Tuesday, April 02, 2013

Building a Lisp Interpreter from Scratch -- Part 1: Syntax and Parsing

(This is Part 1 of a series of posts on pLisp)

OK, first things first. Before we can start interpreting our lisp code, we need to parse it. Conventional wisdom says that we don't need to use tools like Flex and Bison for this, since Lisp syntax is simplicity itself, and we can roll out our own parsing and scanning functionality. We're not bowing to conventional wisdom; at least I didn't, so Flex and Bison it is. I can hear somebody in the back benches muttering "so much for the 'from scratch' bit": I assure you, this is the only place where we don't roll out our own (actually there are two other pieces of functionality where we make use of third party code, but those are orthogonal to or not directly related what we're trying to achieve, so they don't count. Sue me).
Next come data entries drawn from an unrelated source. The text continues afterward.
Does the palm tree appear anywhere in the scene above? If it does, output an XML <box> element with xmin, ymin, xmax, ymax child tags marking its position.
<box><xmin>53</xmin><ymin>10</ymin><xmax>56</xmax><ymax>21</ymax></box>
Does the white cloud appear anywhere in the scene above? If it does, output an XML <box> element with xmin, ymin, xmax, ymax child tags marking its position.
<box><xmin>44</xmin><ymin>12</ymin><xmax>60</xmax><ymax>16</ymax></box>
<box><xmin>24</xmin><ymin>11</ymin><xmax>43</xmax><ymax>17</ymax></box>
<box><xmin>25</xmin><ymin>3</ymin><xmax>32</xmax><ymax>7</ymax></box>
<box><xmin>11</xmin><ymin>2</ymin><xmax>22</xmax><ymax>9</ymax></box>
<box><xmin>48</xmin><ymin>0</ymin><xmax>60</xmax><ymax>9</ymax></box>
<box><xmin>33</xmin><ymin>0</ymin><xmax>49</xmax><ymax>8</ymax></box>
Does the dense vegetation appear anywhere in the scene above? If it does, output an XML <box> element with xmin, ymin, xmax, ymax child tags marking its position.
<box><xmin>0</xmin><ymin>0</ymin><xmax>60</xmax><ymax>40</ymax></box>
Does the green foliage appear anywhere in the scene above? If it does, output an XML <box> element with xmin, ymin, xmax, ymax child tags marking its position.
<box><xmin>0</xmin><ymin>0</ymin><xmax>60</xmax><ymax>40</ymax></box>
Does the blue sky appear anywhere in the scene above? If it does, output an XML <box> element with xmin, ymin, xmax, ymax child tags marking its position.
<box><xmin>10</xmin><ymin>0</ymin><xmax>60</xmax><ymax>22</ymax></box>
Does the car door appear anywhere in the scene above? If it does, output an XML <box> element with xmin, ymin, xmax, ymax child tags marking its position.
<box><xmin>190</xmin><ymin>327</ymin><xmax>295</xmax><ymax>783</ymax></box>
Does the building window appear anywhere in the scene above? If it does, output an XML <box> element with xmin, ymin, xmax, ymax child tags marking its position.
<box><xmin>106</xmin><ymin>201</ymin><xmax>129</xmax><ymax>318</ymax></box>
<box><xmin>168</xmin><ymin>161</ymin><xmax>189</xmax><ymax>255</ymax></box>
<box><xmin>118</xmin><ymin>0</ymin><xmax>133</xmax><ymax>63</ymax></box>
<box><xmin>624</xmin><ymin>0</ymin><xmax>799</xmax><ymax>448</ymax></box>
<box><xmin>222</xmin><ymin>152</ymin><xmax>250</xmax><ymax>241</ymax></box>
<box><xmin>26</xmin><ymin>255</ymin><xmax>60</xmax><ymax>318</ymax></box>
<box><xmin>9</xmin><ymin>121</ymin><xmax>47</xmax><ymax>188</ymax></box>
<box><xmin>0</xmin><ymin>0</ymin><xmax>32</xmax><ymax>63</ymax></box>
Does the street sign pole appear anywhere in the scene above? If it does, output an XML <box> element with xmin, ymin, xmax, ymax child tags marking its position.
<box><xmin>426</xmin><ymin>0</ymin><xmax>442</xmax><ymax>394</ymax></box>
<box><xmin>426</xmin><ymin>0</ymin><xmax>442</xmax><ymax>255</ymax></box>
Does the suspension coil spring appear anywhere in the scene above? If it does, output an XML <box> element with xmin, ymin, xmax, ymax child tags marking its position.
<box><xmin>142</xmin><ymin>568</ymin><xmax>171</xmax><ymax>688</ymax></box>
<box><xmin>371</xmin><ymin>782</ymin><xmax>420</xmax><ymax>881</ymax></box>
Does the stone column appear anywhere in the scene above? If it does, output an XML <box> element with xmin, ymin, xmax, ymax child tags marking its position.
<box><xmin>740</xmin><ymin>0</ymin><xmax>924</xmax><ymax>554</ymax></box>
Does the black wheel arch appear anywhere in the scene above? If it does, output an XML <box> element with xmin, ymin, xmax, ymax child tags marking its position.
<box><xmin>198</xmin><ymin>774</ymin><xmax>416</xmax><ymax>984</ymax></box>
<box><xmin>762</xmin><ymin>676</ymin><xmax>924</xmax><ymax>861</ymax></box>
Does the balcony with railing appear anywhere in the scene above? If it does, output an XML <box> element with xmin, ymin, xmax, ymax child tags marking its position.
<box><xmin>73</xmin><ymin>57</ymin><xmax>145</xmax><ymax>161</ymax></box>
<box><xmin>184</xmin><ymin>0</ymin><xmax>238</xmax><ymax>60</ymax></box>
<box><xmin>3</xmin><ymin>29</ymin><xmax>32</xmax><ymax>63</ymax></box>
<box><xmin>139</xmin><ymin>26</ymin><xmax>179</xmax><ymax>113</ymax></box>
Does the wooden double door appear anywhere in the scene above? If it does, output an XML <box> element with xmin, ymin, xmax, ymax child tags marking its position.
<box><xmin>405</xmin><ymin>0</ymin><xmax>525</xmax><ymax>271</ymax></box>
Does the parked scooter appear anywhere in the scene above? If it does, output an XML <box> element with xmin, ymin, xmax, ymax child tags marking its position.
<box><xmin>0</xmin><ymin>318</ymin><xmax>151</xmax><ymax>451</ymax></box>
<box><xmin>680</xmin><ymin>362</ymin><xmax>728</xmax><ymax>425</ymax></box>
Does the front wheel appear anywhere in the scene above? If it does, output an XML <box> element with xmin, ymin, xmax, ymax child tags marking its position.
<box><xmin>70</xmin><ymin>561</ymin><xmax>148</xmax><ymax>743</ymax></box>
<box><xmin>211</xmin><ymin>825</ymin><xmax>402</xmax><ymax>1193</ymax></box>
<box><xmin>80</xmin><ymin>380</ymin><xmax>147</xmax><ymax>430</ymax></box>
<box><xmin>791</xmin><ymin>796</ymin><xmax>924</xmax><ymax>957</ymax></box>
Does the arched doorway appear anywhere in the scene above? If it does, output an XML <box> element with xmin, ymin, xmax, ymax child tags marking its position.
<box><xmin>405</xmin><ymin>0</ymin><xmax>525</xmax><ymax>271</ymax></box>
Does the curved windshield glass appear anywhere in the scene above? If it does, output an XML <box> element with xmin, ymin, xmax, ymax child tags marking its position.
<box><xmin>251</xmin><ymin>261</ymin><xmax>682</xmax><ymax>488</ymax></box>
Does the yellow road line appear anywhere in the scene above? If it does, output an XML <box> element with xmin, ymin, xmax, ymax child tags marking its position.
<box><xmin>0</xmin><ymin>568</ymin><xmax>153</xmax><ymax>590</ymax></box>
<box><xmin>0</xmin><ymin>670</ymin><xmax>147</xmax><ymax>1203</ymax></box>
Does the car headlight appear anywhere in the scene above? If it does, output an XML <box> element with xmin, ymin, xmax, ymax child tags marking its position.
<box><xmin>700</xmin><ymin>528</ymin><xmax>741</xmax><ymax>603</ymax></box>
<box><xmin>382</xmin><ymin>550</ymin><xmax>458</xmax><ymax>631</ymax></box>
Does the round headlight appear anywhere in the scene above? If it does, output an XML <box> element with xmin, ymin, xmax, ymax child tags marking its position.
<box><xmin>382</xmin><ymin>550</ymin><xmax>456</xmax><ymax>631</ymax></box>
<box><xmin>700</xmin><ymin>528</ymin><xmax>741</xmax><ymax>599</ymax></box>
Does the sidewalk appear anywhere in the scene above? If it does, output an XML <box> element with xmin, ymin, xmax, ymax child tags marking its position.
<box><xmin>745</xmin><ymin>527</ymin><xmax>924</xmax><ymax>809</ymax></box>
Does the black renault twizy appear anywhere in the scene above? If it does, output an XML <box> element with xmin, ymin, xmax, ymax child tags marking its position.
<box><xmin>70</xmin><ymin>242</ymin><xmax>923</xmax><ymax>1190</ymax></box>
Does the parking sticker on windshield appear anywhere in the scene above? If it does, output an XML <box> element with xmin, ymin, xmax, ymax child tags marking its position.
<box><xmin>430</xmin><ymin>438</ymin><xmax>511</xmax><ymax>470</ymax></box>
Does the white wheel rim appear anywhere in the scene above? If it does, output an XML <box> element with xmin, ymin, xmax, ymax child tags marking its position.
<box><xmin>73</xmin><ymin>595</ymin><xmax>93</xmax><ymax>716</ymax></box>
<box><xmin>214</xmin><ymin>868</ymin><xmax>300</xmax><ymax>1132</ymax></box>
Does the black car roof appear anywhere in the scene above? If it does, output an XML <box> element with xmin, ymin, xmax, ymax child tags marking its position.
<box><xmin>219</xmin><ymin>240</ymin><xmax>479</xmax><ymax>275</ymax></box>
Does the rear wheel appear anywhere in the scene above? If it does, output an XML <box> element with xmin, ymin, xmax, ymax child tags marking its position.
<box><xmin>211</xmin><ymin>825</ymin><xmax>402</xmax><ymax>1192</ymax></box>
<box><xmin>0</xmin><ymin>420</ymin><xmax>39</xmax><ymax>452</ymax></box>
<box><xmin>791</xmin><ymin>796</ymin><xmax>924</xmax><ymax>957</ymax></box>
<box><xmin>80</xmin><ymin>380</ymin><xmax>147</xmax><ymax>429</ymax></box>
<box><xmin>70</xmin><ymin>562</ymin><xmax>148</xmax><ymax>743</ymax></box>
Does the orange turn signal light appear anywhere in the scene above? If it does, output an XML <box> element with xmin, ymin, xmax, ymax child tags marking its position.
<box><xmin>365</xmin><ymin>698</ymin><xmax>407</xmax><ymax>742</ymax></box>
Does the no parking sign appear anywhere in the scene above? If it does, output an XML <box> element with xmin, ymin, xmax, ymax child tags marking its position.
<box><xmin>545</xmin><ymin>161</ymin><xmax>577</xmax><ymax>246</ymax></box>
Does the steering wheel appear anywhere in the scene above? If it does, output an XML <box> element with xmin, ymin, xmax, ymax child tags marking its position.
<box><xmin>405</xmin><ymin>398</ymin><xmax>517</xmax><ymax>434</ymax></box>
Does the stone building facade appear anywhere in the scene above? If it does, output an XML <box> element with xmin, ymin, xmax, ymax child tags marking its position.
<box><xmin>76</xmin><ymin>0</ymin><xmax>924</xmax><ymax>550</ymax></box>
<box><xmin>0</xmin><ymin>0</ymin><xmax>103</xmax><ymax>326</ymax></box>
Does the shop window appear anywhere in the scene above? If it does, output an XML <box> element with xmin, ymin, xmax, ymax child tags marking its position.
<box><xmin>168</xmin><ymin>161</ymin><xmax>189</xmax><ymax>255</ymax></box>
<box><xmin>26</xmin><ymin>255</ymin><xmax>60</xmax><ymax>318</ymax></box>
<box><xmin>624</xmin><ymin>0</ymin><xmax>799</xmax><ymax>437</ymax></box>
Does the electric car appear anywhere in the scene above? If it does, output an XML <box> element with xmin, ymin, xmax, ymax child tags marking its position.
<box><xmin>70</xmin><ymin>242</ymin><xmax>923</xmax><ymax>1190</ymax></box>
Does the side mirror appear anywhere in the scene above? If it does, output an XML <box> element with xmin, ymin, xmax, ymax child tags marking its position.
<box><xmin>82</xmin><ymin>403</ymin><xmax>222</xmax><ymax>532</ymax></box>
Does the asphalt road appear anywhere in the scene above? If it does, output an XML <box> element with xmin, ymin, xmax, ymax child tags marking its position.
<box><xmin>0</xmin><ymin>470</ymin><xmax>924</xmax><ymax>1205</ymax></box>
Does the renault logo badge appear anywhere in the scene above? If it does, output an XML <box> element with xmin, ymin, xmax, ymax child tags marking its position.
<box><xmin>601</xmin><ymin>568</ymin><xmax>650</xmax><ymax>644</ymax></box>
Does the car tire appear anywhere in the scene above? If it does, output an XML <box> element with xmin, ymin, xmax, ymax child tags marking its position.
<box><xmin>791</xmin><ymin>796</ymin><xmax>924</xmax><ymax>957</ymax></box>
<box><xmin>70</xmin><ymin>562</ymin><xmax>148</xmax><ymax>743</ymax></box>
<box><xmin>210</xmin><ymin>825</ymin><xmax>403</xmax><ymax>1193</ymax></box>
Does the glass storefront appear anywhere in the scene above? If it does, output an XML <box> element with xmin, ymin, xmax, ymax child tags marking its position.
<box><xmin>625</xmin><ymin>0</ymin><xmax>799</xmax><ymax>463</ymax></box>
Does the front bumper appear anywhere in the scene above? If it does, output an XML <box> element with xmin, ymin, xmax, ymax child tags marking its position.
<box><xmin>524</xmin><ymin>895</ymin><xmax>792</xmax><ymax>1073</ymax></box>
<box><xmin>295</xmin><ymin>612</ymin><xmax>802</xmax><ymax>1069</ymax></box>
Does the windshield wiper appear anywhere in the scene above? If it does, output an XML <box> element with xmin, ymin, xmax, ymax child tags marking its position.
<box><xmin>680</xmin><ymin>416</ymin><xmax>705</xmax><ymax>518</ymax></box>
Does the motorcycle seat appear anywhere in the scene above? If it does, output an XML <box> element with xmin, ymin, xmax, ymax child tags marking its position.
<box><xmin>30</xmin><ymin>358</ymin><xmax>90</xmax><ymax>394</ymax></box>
The tokens we're interested in are:
  • Symbols (abc, x, ...)
  • Integers
  • Floating point numbers
  • String literals ("Hello world")
  • Character literals (#\a)
  • Left and right parentheses
  • Quote
  • Back quote
  • Comma
  • Comma-At
Inquiring minds can now mosey over to GitHub for a look at plisp.lex.

In addition to these, we also handle single- and multi-line comments, ignore white spaces and arrow key presses.

A Lisp form begins and ends with parentheses. When all the currently open parentheses are closed, it means the interpreter has something to start interpreting. Needless to say, if you pass the interpreter a parenthesis-less form, i.e., a symbol, a literal or a number constant, this will also be interpreted.

Before we feed the interpreter the form in a, well, form suitable for interpretation, we need to discern its structure. This structure is represented by a typedef (oh, by the way, now would be as good a time as any to mention this: we're doing the whole thing in C):

typedef struct expression
{
  int type;
  char *package_name;
  char *atom_value;
  int integer_value;
  float float_value;
  char char_value;
  int nof_elements;
  struct expression **elements;
} expression_t;

The type member indicates what is the type of the expression, captured in these #define's:

#define SYMBOL 1
#define LIST 2
#define INTEGER 3
#define STRING_LITERAL 4
#define CHARACTER 5
#define FLOAT 6

(Source)

The rest of the fields store the value of the expression, depending on its type (e.g. atom_value will be for the case where the expression is a symbol, char_value for when it is a single character, and so on). The elements member stores the elements in case the expression is a list. An added wrinkle is the package name, to handle cases where the symbol name is preceded by the package name, as in 'math:power').

The conversion of the token stream into an expression_t structure is done in plisp.y, the scanner. The distilled logic is as below:

expression: atom | list;
atom: integer | float | string_literal | character_literal | symbol;
list: expressions_in_parens | quoted_expression | backquoted_expression | comma_expression | comma_at_expression;
expressions_in_parens: left_paren expressions right_parens;
quoted_expression: quote expression;
backquoted_expression: backquote expression;
comma_expression: comma expression;
comma_at_expression: comma_at expression;
expressions: /* empty */ | expressions expression;

On a side note, by suitable manipulation of the yyin variable, we can feed the interpreter input from stdin, or from a file of our choosing (e.g. to load the pLisp library).

Once yyparse() has had its way with the input, the interpreter is all set to begin. But we'll delay things a bit more, for a very good reason: in Lisp, code and data are the same (the fancy word for this is homoiconicity), so we get a lot of bang for our buck if we convert an expression_t object to a pLisp object (denoted by OBJECT_PTR) before giving the interpreter the go-ahead. The pLisp object model is the subject of another post.